You are viewing a plain text version of this content. The canonical link for it is here.
Posted to issues@spark.apache.org by "Andrey Zinovyev (JIRA)" <ji...@apache.org> on 2019/06/05 11:04:00 UTC
[jira] [Commented] (SPARK-27913) Spark SQL's native ORC reader
implements its own schema evolution
[ https://issues.apache.org/jira/browse/SPARK-27913?page=com.atlassian.jira.plugin.system.issuetabpanels:comment-tabpanel&focusedCommentId=16856592#comment-16856592 ]
Andrey Zinovyev commented on SPARK-27913:
-----------------------------------------
Simple way to reproduce it
{code:sql}
create external table test_broken_orc(a struct<f1:int>) stored as orc;
insert into table test_broken_orc select named_struct("f1", 1);
drop table test_broken_orc;
create external table test_broken_orc(a struct<f1:int, f2: int>) stored as orc;
select * from test_broken_orc;
{code}
Last statement fails with exception
{noformat}
Caused by: java.lang.ArrayIndexOutOfBoundsException: 1
at org.apache.orc.mapred.OrcStruct.getFieldValue(OrcStruct.java:49)
at org.apache.spark.sql.execution.datasources.orc.OrcDeserializer$$anonfun$org$apache$spark$sql$execution$datasources$orc$OrcDeserializer$$newWriter$14.apply(OrcDeserializer.scala:133)
at org.apache.spark.sql.execution.datasources.orc.OrcDeserializer$$anonfun$org$apache$spark$sql$execution$datasources$orc$OrcDeserializer$$newWriter$14.apply(OrcDeserializer.scala:123)

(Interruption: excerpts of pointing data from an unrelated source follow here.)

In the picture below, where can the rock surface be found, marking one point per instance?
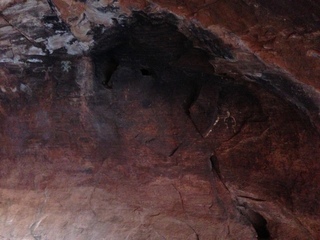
(159, 119)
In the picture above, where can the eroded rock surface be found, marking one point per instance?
(158, 120)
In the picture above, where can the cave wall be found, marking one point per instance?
(159, 120)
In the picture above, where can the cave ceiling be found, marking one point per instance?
(159, 119)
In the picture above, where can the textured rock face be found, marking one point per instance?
(159, 120)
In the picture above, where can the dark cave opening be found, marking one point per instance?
(154, 67)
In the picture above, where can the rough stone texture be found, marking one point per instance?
(159, 120)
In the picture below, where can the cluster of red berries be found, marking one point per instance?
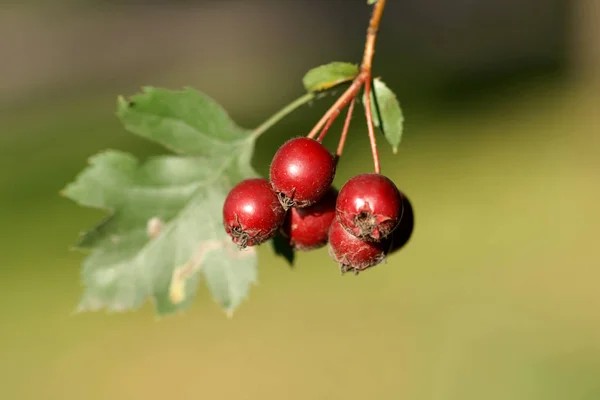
(359, 222)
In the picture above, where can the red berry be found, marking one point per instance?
(252, 213)
(403, 232)
(301, 172)
(307, 228)
(369, 206)
(352, 253)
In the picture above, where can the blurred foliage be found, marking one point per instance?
(494, 297)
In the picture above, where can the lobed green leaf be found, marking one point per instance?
(164, 229)
(387, 113)
(329, 75)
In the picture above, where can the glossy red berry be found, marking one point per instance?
(403, 232)
(252, 213)
(369, 206)
(352, 253)
(301, 172)
(308, 228)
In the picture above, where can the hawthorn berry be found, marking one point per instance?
(252, 213)
(308, 228)
(301, 172)
(369, 206)
(353, 253)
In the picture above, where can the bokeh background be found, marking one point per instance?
(495, 296)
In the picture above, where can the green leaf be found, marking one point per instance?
(387, 113)
(164, 229)
(329, 75)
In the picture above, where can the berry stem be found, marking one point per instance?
(372, 37)
(370, 126)
(339, 105)
(342, 141)
(279, 115)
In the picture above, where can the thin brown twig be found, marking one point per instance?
(370, 126)
(349, 96)
(344, 134)
(372, 37)
(339, 105)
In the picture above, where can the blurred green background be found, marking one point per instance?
(495, 296)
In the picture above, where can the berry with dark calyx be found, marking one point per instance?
(308, 228)
(252, 213)
(354, 254)
(369, 206)
(301, 172)
(403, 232)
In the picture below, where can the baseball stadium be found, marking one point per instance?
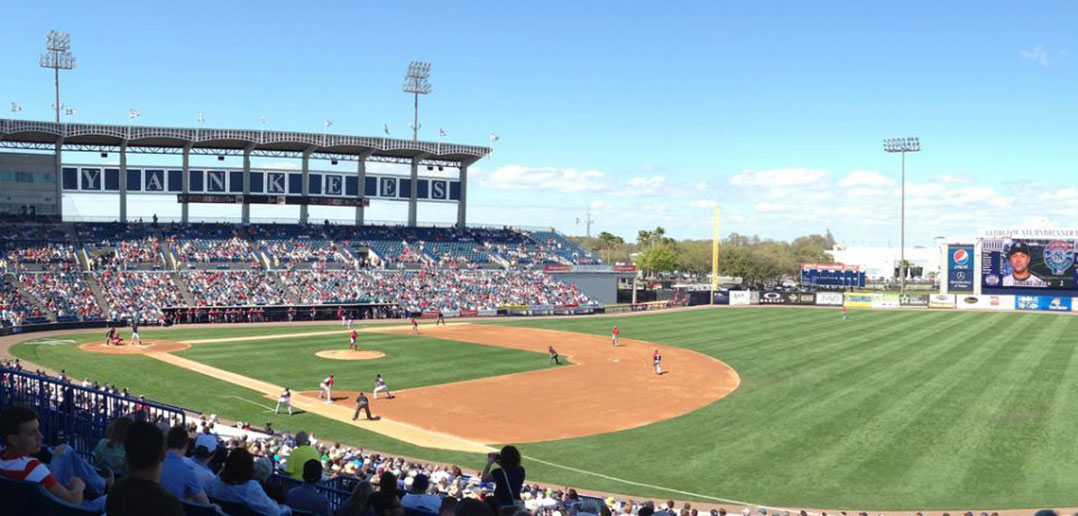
(182, 280)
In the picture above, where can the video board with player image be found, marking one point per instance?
(1010, 266)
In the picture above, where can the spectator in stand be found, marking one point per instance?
(359, 502)
(22, 438)
(306, 497)
(236, 484)
(301, 455)
(177, 476)
(110, 450)
(141, 493)
(385, 502)
(508, 478)
(418, 499)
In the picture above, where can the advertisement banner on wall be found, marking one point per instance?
(801, 297)
(1044, 303)
(771, 297)
(741, 297)
(886, 301)
(943, 302)
(909, 300)
(959, 268)
(985, 302)
(862, 301)
(829, 298)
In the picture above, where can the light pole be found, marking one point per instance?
(417, 83)
(58, 57)
(902, 145)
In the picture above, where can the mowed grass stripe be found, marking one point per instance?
(942, 364)
(889, 409)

at org.apache.spark.sql.execution.datasources.orc.OrcDeserializer$$anonfun$2$$anonfun$apply$1.apply(OrcDeserializer.scala:51)
at org.apache.spark.sql.execution.datasources.orc.OrcDeserializer$$anonfun$2$$anonfun$apply$1.apply(OrcDeserializer.scala:51)
at org.apache.spark.sql.execution.datasources.orc.OrcDeserializer.deserialize(OrcDeserializer.scala:64)
at org.apache.spark.sql.execution.datasources.orc.OrcFileFormat$$anonfun$buildReaderWithPartitionValues$2$$anonfun$apply$7.apply(OrcFileFormat.scala:230)
at org.apache.spark.sql.execution.datasources.orc.OrcFileFormat$$anonfun$buildReaderWithPartitionValues$2$$anonfun$apply$7.apply(OrcFileFormat.scala:230)
at scala.collection.Iterator$$anon$11.next(Iterator.scala:410)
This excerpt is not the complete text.